La izquierda desistió de la dialéctica materialista entre infraestructura y superestructura y, huérfana del ideario igualitario que le dio origen, se volvió hacia el imperio de la subjetividad proclamado en el mayo francés del 68. En el mismo gesto, curiosamente, el espacio privado fue desplazado por el espacio público: en la sociedad del espectáculo preanunciada por Guy Debord en 1967 y confirmada por el formato Gran Hermano, el yo se exhibe desvergonzadamente ante la mirada global. Tanto es así que YouTube se lanza en 2006, y en la edición del mismo año, la revista estadounidense Time publica un espejo en su portada con la leyenda: “El personaje eres tú”. Celular en mano, las fotos impresas abandonan el álbum familiar, reemplazado por la nube y su miríada de selfies transmitidas por las redes.
En el recientemente publicado El gran apagón. El eclipse de la razón en el mundo actual, el filósofo español Manuel Cruz observa que, con la irrupción de la subjetividad como criterio último de nuestros juicios, el instrumento epistemológico de la explicación –una serie de argumentos racionales que conecta causas y efectos, acciones y sus motivaciones– es sustituido por el recurso retórico de la narración, en la que los hechos se reducen a la evocación de los mismos apelando a los sentimientos. El setentista “La imaginación al poder” anticipa el abandono del criterio de verdad y su reemplazo por el menos exigente de verosimilitud, el cual apenas requiere que algo parezca verdadero. Confrontado a las creencias con que se formó, el ciudadano de a pie vive una crisis de confianza, una sospecha liquidada en un “que se vayan todos”. A modo de respuesta, como señala Manuel Cruz –filósofo y ex senador por Cataluña–, remedando a Debord, “el desarrollo tecnológico de los medios de comunicación y de las redes terminó de propiciar que nuestra sociedad se convirtiera en la sociedad del espectáculo: los profesionales de la política son algo así como el departamento de producción de contenidos, que suministran la materia prima a los profesionales de los medios”.

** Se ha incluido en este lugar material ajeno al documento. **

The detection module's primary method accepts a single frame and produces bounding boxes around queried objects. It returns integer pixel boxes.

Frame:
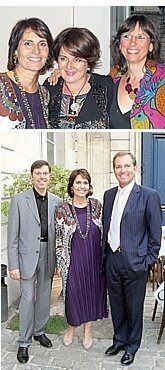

La degradación de las políticas pseudoprogresistas da letra a las consignas de la izquierda: “Salvemos el planeta”; “Pfizer pidió los glaciares”; “quieren el litio”, etc. Y acompaña la aparición de nuevas reivindicaciones culturales (el ecologismo radical, el veganismo excluyente, los derechos Lgtbiq, el lenguaje inclusivo). O bien destina fondos injustificables al traslado de Sandra, la orangutana devenida celebrity en 2014 por ser la primera “persona no humana” reconocida por la justicia argentina, y llevada en tres etapas del Ecoparque porteño al Center for Great Apes, de Florida, Estados Unidos. Estas consignas y acciones bien pueden servir en países donde la mayoría de las necesidades están satisfechas. Pero son inaplicables en una región como Latinoamérica, hundida en la pobreza, la violencia y la marginalidad. Y en un país como la Argentina, donde los niños mueren atravesados por las balas. Niños que ni siquiera comen proteínas y ni sospechan del veganismo de las clases urbanas acomodadas.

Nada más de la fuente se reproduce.